Look behind the screen at many major federal government portals—Science.gov, FirstGov.gov, even GPO Access—and you will often find the Department of Energy's Office of Scientific and Technical Information (http://www.osti.gov) playing a leading role. Recently it expanded its collection of government contract databases (http://www.osti.gov/fedrnd) with some half-a-million summaries of R&D projects to those supplied by the DOE itself and five other federal agencies. Three brand new sources are the Small Business Administration awards; Department of Agriculture (USDA) ongoing and recently completed research projects in agriculture, food and nutrition, and forestry; and snapshots of current work by the Environmental Protection Agency. OSTI's Federal R&D Project Summaries Database incorporates not just DOE records of ongoing and recently completed projects, but also those from the National Institutes of Health (NIH) and the National Science Foundation (NSF).
OSTI uses a metasearch technology developed by tiny Deep Web Technologies (http://www.deepwebtech.com) to perform searches across databases located on different agency host sites without requiring the searcher to enter multiple queries. Results from the sequence of searches are merged and ranked by relevancy. Searchers can also choose to specify individual sources. Suppliers of data to the OSTI service are SBA Technology Resources Network (TECH-Net), USDA Current Research Information System (CRIS), EPA Science Inventory, NIH Computer Retrieval of Information on Scientific Projects (CRISP), and NSF Awards Database.
Currently the public can also access this research tool through GPO Access. OSTI has a partnering relationship with the Government Printing Office. In conversation with Walter Warnick, OSTI's director, it became clear that partnering and facilitating cross-agency data service was basic to OSTI's concept of service to citizens. The office also supports GrayLIT, a search engine that includes report literature from DOD, EPA, NASA, and DOE, as well as Science.gov, a cross-portal connected to the FirstGov.gov "mother" portal for federal data. Warnick said that OSTI has been "pioneering closer collaboration so GPO Access' patrons can have access to the tools as well. The data on GPO Access looks like other GPO tools, but, in fact, the search features only reside at OSTI." Warnick is also a member of the GPO depository libraries council.
OSTI has already contacted the chair of the committee controlling data additions to Science.gov, proposing linking to the Federal R&D Project Summaries collection. Warnick is very hopeful that the connection may be completed by early October. (For background on Science.gov, read Paula Hane's NewsBreak, "Science.gov 2.0 Launches with New Relevance Ranking Technology," http://newsbreaks.infotoday.com/nbreader.asp?ArticleID=16445.)
These are tough times for federal information services. As Warnick put it, "I would be the last to suggest that we feel flush with our budget. It is a constant struggle. It would be hard to find a government organization that has suffered more cuts than we have since the mid-1990s." (Readers may remember that PubSCIENCE, an OSTI initiative to introduce the PubMed Central model to physical science data, was discontinued in 2002. See Marydee Ojala's NewsBreak, "PubSCIENCE Joins the Endangered Species List," http://newsbreaks.infotoday.com/nbreader.asp?ArticleID=17110.)
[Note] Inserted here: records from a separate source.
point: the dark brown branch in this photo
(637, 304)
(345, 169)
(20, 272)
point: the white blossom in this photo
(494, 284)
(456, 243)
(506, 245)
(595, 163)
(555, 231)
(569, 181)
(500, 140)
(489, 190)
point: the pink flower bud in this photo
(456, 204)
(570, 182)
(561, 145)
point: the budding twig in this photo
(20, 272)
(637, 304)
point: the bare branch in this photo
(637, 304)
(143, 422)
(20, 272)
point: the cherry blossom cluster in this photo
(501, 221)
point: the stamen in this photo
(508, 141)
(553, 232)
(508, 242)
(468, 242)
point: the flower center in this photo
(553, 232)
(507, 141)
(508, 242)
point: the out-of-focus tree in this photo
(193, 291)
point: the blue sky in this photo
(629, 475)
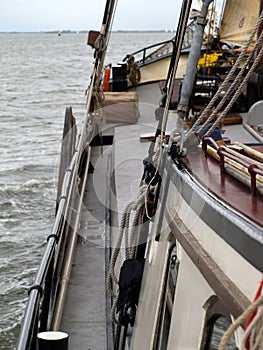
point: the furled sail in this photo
(238, 21)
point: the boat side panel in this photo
(151, 296)
(192, 291)
(217, 232)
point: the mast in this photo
(194, 56)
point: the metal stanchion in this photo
(53, 340)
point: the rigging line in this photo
(177, 51)
(230, 74)
(233, 85)
(239, 90)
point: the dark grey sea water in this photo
(40, 74)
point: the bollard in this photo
(53, 340)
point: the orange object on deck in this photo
(105, 85)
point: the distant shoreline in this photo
(83, 31)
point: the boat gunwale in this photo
(246, 236)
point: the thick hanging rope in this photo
(238, 92)
(227, 79)
(133, 205)
(131, 241)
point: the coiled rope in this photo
(131, 238)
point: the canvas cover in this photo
(238, 21)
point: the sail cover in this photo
(238, 21)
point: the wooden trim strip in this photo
(231, 296)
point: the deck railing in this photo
(224, 152)
(42, 295)
(143, 54)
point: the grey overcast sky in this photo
(37, 15)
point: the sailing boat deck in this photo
(85, 315)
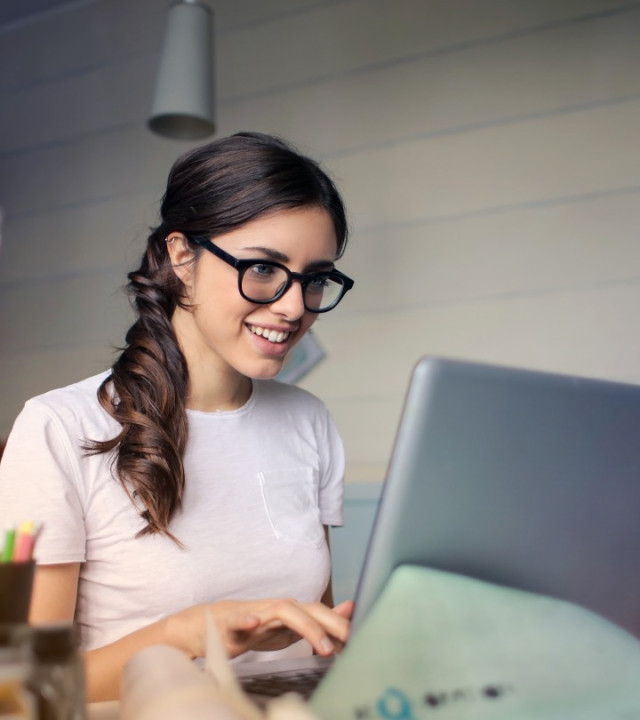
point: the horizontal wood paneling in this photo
(487, 152)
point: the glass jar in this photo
(17, 701)
(57, 673)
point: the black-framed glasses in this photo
(265, 281)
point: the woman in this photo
(185, 480)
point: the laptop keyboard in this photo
(303, 682)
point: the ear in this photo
(180, 255)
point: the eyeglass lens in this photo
(262, 282)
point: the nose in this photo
(291, 304)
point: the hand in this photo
(270, 625)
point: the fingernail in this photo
(327, 646)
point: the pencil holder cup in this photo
(16, 581)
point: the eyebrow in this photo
(280, 257)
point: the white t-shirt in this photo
(261, 482)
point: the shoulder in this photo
(276, 392)
(73, 405)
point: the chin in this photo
(267, 372)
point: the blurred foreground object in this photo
(182, 106)
(161, 683)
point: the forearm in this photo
(104, 666)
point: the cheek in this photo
(306, 322)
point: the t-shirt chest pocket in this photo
(291, 502)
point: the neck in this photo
(213, 384)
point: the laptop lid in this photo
(521, 478)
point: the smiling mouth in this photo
(274, 336)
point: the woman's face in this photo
(230, 332)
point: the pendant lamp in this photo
(182, 106)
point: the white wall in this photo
(487, 150)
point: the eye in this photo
(318, 283)
(263, 270)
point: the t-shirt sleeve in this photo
(332, 464)
(40, 481)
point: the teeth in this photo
(270, 335)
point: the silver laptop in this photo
(522, 478)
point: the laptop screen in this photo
(522, 478)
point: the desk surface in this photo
(109, 710)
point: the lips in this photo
(274, 336)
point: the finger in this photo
(239, 622)
(345, 609)
(314, 622)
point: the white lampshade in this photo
(183, 100)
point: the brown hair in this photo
(211, 190)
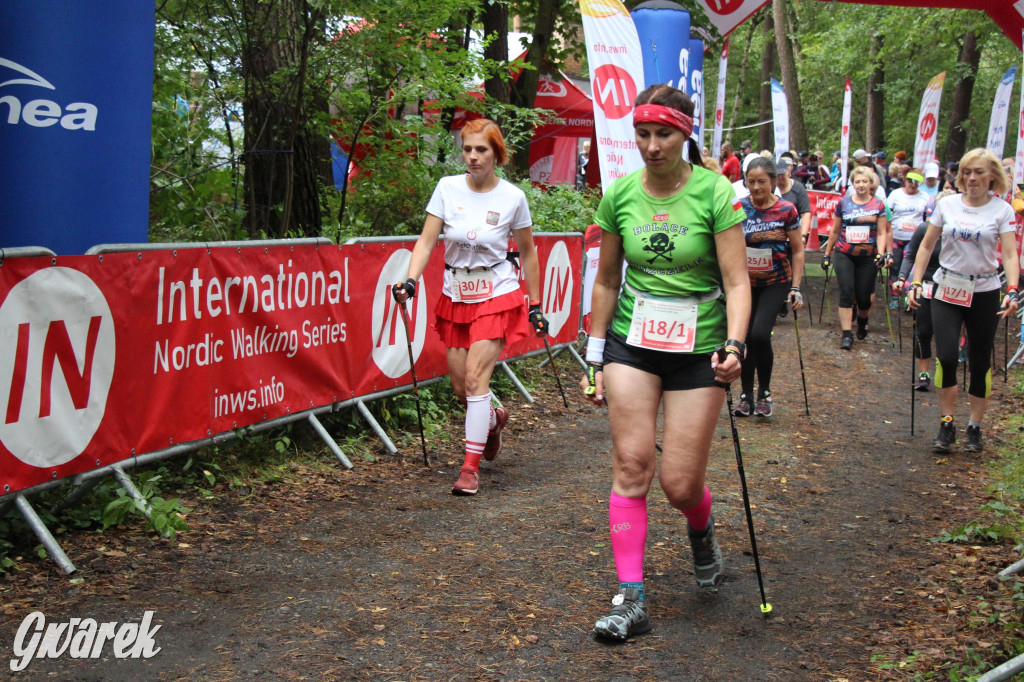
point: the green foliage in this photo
(194, 179)
(560, 208)
(166, 516)
(834, 41)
Lean-and-keen seems to be Warnick's strategy. In comparing his tasks in leading OSTI with Bruce James' reforms at GPO, Warnick pointed out that both agencies have strengths and weaknesses in their drive to employ 21st-century modern technology. "Because GPO is so big and has such an enormous constituency, including the library community, it may have difficulty in moving fast and making quick decisions because of all its stakeholders. We do too, but our community is of a different nature. DOE researchers are all sophisticated and hungry for information products. We also have close relationships, which means we can move more quickly and more aggressively in employing new things. For example, we pioneered in working with Yahoo! and Google. All of what DOE owns, e.g., on GrayLIT, is searchable through Yahoo! as well as our project summaries and bibliographic information going back to the Manhattan Project ! It's in full text after 1995. We have made progress with Google as well, but the problem there is the ranking doesn't apply well to government information."
Warnick is particularly proud of the metasearch technology from Deep Web Technologies. "We were the first to pioneer it in 1999," said Warnick. "It is still very powerful, very cheap, and provides tremendous advantages for integrating data. It can offer different levels of sophistication from simple term searches like Google to finding any documents in a database. The more sophisticated versions can reach the full capability of using fields, assuming each database has a field structure, e.g., author in the project summaries. Metasearch can reach disparate databases while placing a negligible burden on creators, increasing Web traffic, and bringing aggregated search results to users with little or no delay." The software is in use in several other DOE offices besides OSTI.
Whatever works to get data to the public seems to fit with Warnick and OSTI's view of its service mission. "We want to bridge from Open Web-type searching to sophisticated database searching. We will expose our data through Google and Yahoo! as well as through metasearching of bigger and bigger aggregations, so patrons don't have to identify and use sources one at a time." Once Warnick gets the links of the expanded R&D summaries on Science.gov, can FirstGov.gov be far behind?